The government has justified repatriation rates with not wanting to overburden the hotel quarantine system, but extra spaces have often been found for sports stars. At the start of the year, the Victorian government not only found the means to quarantine 1,200 tennis players, officials, and support staff for the Australian Open in Melbourne but also managed to organize dedicated venues where players could go to train each day. The Sydney Morning Herald reported that travel exemptions for families of tennis players were also granted at a time when many Australians have been unable to see their own families for years. The government doesn’t even consider parents of citizens and permanent residents as immediate family.

And yet, far from sympathy from their fellow Australians, stories of those stranded have been typically received with vitriol. Last December, former businessperson Andrew Mohl described those returning as “potential biological terrorists” in a piece published by the Australian Financial Review. (That line has since been removed from the original piece on their site.)

“In most healthy democratic societies, there would be outrage if people were prevented from returning or prevented from leaving while so-called celebrities swan in and out of the country,” said Marc Stears, director of the Sydney Policy Lab.

Outrage has largely come from those who found themselves on the wrong side of Australia’s international borders. And although legal scholars and human rights bodies have repeatedly questioned the legality and ethics of Australia’s border policies, the government has faced little backlash for the treatment of its own citizens abroad. A poll by a Sydney-based think tank found nearly 60 percent of respondents said the government has done the “right amount” to bring Australians home, and 7 percent said the government has done “too much.” More than 40 percent of those surveyed support the government’s current system of requiring Australians to seek a permit for travel. Numerous polls show Australians overwhelmingly back border closures.

However, pressure is building for Australia to start rethinking this policy. A task force of leaders from various sectors have put together “A Roadmap To Reopening,” which urges the country to reconnect with the world sooner rather than later or risk “economic, social and cultural harm.”
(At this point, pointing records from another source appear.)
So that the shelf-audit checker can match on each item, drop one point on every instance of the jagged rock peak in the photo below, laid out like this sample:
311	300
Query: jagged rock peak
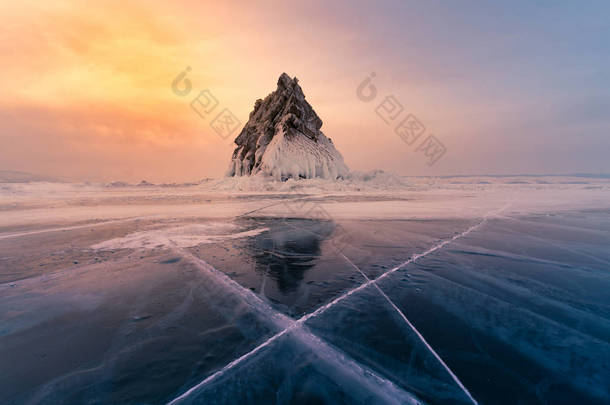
282	138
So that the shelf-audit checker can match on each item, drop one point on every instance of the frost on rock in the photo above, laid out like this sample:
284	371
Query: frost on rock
282	138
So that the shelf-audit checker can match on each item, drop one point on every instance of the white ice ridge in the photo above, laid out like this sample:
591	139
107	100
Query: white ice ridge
323	308
341	363
414	329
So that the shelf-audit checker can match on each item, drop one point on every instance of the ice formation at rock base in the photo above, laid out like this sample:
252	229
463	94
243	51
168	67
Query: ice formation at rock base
282	139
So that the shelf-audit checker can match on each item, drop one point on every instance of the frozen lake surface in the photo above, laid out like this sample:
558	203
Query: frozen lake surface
383	290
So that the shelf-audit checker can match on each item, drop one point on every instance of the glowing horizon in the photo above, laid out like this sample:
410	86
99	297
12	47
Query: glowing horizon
87	88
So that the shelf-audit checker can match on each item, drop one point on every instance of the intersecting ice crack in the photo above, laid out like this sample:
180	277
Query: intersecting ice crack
299	323
366	377
419	335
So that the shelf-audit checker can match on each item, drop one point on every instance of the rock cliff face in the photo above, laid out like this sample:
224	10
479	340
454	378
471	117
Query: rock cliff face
282	138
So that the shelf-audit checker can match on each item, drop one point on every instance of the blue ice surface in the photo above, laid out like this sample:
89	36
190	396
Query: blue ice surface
518	310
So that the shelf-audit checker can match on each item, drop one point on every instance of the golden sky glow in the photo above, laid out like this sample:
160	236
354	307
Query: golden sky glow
86	85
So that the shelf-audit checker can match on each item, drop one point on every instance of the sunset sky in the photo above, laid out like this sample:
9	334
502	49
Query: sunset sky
508	87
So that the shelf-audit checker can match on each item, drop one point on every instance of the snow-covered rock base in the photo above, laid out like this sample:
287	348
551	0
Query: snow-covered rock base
282	139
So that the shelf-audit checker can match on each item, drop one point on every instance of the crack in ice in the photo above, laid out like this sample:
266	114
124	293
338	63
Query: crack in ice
414	329
333	356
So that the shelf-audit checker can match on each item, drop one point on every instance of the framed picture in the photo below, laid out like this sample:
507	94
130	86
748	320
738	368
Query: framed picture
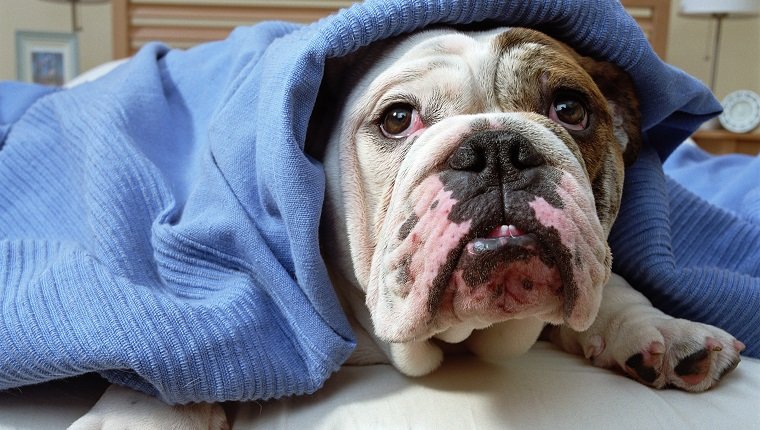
47	58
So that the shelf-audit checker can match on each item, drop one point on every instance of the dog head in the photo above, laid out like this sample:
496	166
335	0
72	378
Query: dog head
473	178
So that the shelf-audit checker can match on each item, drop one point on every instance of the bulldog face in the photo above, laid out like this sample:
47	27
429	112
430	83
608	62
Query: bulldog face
474	178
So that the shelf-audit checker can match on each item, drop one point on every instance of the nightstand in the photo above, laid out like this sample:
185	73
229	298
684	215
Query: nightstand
724	142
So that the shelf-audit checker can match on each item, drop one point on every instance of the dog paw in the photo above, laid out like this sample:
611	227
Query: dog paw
666	352
121	408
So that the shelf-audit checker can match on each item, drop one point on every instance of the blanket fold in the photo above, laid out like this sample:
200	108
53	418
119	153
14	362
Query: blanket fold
160	225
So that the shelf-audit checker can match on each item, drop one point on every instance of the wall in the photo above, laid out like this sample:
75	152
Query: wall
37	15
688	46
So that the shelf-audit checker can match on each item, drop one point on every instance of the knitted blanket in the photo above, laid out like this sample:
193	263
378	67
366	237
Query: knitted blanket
159	225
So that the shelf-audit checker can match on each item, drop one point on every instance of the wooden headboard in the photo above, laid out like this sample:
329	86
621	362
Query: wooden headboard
186	23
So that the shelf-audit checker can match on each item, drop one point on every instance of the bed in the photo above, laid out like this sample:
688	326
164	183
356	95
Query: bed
545	388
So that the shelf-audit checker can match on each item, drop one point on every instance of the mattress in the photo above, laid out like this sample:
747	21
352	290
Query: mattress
544	389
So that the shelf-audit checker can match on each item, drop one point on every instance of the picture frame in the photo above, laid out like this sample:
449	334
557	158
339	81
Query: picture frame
46	58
Recent outbreaks of the delta variant across the country, which forced more than half of the population into lockdowns in the past month, only further demonstrate that living in isolation from the world to pursue a strategy of virus elimination is unsustainable.

In late July, Morrison said he wanted 80 percent of eligible Australians vaccinated before the government eased international border restrictions under the cabinet’s pandemic exit plan. Although currently only around 20 percent of the population is fully vaccinated, some experts believe Australia can reach the 80 percent target by the end of the year. But what if it doesn’t?

Stears, a co-author of “A Roadmap to Reopening,” warns the country’s current approach to international borders and Australians trying to cross them will “come back to haunt us.”

“At some point, the pandemic will ease, the borders will reopen, and there will be some kind of reckoning with the fact that people were treated this way,” he said.

Natalie Vikhrov is an Australian journalist.